Time Period | 3 Months [change] |
Direction | Moves Against |
Strength | Very Weak |
Accuracy | 100.0% |
Values | Daily Returns |
Cathay Bloomberg Barclays vs. Cathay Dow Jones
Performance |
Timeline |
Cathay Bloomberg Barclays |
Cathay Dow Jones |
Cathay Bloomberg and Cathay Dow Volatility Contrast
Predicted Return Density |
Returns |
Pair Trading with Cathay Bloomberg and Cathay Dow
The main advantage of trading using opposite Cathay Bloomberg and Cathay Dow positions is that it hedges away some unsystematic risk. Because of two separate transactions, even if Cathay Bloomberg position performs unexpectedly, Cathay Dow can make up some of the losses. Pair trading also minimizes risk from directional movements in the market. For example, if an entire industry or sector drops because of unexpected headlines, the short position in Cathay Dow will offset losses from the drop in Cathay Dow's long position.Cathay Bloomberg vs. Yuanta Daily CSI | Cathay Bloomberg vs. Fubon FTSE Vietnam | Cathay Bloomberg vs.
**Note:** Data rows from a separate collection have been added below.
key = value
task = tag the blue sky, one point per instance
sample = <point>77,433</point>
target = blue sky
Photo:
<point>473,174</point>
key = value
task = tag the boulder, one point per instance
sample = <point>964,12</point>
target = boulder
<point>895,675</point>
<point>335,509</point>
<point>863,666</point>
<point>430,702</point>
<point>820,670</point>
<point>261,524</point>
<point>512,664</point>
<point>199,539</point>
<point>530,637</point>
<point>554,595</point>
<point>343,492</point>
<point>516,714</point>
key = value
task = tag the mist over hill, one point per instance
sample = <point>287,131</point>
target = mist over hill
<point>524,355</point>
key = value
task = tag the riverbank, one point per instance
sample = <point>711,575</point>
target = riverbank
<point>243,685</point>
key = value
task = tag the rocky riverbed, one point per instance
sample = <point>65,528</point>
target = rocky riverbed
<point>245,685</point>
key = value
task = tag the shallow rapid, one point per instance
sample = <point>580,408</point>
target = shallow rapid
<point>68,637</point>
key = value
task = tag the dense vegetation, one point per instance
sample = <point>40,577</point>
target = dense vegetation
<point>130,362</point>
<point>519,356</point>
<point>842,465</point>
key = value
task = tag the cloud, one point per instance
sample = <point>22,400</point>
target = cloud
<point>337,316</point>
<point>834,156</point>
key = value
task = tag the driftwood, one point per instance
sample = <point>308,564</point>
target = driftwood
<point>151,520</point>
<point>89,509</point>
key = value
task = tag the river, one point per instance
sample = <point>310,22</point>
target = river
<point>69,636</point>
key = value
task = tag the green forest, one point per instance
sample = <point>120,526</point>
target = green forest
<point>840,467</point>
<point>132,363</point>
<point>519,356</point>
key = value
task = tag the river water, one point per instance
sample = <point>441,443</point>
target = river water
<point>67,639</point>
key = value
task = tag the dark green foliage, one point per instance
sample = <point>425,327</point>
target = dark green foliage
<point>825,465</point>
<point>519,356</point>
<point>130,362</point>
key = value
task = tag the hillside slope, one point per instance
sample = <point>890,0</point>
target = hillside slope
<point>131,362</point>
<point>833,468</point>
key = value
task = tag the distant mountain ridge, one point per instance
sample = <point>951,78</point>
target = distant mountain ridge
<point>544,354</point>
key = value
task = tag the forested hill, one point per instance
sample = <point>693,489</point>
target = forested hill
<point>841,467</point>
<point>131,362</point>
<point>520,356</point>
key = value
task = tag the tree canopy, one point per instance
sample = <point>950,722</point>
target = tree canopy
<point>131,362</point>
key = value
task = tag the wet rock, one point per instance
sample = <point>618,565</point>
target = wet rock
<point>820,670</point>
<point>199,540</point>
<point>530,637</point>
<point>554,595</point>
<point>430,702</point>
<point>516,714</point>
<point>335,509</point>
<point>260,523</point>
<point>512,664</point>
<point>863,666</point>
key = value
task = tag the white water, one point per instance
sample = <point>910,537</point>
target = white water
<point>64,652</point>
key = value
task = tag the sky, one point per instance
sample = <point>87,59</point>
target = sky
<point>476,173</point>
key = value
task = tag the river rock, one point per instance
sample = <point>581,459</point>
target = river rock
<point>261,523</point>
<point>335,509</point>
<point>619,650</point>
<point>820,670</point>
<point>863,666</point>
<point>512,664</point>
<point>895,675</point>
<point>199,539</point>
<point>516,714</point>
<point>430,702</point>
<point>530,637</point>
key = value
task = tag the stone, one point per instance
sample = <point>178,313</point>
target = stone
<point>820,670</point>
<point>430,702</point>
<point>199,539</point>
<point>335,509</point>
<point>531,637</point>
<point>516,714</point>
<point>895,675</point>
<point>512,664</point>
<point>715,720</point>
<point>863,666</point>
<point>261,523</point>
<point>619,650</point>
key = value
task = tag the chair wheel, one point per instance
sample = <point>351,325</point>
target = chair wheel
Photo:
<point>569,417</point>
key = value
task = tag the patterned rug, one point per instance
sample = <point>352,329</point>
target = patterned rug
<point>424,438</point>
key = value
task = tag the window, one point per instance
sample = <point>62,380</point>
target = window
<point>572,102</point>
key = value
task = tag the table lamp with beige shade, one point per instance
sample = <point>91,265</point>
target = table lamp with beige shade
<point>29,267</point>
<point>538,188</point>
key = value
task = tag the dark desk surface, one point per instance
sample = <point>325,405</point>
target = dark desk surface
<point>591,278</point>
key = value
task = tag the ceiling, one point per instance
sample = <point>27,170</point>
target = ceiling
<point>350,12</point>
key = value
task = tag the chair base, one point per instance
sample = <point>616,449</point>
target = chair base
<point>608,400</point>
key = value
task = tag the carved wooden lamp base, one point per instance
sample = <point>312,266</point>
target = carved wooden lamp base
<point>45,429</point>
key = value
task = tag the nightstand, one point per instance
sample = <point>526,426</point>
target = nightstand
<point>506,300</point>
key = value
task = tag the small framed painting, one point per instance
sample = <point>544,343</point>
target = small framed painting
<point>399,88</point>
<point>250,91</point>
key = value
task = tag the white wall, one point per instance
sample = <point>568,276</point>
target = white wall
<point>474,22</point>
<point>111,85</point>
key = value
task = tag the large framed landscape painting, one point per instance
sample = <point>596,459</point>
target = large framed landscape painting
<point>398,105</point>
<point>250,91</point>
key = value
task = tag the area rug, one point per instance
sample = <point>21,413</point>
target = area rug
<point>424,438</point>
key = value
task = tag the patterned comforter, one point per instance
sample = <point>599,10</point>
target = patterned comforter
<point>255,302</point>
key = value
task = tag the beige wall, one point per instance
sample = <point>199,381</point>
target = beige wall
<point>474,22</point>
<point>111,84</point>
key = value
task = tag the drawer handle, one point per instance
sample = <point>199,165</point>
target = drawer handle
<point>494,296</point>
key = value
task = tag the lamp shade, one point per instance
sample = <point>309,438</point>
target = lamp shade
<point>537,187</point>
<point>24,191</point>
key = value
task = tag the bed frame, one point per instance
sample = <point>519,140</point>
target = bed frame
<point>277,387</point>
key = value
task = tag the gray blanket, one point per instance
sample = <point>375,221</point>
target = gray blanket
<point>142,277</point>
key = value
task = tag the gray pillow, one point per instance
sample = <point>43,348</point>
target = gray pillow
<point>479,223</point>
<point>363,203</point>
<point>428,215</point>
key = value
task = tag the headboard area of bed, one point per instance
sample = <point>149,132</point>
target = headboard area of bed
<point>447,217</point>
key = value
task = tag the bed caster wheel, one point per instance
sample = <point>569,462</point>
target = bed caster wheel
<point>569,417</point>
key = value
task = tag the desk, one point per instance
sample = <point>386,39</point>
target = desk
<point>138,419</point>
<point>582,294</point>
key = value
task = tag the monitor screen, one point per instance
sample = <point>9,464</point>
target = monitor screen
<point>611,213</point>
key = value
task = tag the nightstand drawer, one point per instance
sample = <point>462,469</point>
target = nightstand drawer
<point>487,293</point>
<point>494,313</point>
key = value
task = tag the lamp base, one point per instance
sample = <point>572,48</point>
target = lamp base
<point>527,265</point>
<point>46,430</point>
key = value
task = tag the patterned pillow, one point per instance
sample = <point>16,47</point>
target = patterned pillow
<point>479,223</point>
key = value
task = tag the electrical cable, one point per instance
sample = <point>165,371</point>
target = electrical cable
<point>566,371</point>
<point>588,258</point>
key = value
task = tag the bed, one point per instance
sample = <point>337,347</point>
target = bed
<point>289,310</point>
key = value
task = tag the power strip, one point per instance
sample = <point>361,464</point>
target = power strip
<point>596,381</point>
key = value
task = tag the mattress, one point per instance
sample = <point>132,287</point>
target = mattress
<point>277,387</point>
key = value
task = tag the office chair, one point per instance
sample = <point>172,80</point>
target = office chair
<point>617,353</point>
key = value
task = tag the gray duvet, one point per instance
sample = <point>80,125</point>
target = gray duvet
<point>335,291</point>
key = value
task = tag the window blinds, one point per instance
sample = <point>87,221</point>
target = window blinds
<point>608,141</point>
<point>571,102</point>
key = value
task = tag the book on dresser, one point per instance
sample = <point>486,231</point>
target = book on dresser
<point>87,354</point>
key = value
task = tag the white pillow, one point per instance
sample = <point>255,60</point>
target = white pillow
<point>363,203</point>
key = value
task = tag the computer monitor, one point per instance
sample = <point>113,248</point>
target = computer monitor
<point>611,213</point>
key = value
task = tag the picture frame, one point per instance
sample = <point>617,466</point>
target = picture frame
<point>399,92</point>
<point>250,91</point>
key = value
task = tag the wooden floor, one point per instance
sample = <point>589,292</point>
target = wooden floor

Paradigm SP GSCI |
Check out your portfolio center.Note that this page's information should be used as a complementary analysis to find the right mix of equity instruments to add to your existing portfolios or create a brand new portfolio. You can also try the Money Managers module to screen money managers from public funds and ETFs managed around the world.